Tribunal judges and other officials began a week of plenary sessions Tuesday, with renewed focus on the tribunal’s efficiency, including in the verdict of Kaing Kek Iev, or Duch, officials said.
“The trial chamber currently is preparing the verdict,” said Kong Srim, president of the tribunal’s Supreme Court Chamber and head of the plenary session. No date for the verdict has been set.
Kong Srim said the court was facing “many challenges” in meeting its timeframe, but officials had “a new determination” to provide justice “on time and with efficiency.”
“These trials will continue to be fair and transparent, not only for the accused, but also for the thousands of victims,” said judge Silvia Cartwright, vice president of the plenary session, in opening remarks.
Tribunal officials meet for plenary sessions twice a year, and this session they are also expected to address the level of participation allowed for civil party lawyers, who represent victims of the regime in a bid for greater reconciliation from the trials.
Officials will consider whether the rules should restrict access to hearings for all civil party lawyers, who could then choose limited representatives, a move the civil parties oppose.

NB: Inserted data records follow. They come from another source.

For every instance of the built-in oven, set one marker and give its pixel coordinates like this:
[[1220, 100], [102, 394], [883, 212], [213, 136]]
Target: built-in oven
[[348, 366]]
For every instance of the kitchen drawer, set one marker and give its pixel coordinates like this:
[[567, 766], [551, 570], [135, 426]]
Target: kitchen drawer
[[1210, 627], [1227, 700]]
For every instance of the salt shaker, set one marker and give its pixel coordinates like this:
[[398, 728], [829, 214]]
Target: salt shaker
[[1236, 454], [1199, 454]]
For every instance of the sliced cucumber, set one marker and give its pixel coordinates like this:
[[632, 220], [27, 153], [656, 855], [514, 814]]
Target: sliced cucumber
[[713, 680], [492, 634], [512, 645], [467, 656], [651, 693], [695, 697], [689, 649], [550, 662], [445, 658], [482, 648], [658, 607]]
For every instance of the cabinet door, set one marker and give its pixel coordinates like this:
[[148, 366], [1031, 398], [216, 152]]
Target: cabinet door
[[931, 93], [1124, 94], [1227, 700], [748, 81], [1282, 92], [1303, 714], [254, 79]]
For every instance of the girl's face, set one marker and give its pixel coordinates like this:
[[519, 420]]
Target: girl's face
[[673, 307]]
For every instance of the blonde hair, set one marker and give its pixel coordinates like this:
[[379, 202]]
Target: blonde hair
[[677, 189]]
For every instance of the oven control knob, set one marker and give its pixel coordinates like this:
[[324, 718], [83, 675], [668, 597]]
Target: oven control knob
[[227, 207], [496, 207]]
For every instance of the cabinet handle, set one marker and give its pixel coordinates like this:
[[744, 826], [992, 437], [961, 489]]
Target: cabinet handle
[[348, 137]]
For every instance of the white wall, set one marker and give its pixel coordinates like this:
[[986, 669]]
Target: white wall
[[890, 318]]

In their opening statement Kong Srim and Cartwright said a representative model would “strengthen the participation of the victims.”
Lars Olsen, a spokesman for the tribunal, said judges would make their decision at the end of a weeklong discussion.
On Tuesday, USprosecutor Andrew Cayley and French reserve prosecutor Nicholas Koumjian were sworn in as tribunal jurists. Cayley replaces Canadian prosecutor Robert Petit, who left the court in September after advocating for more arrests and indictments.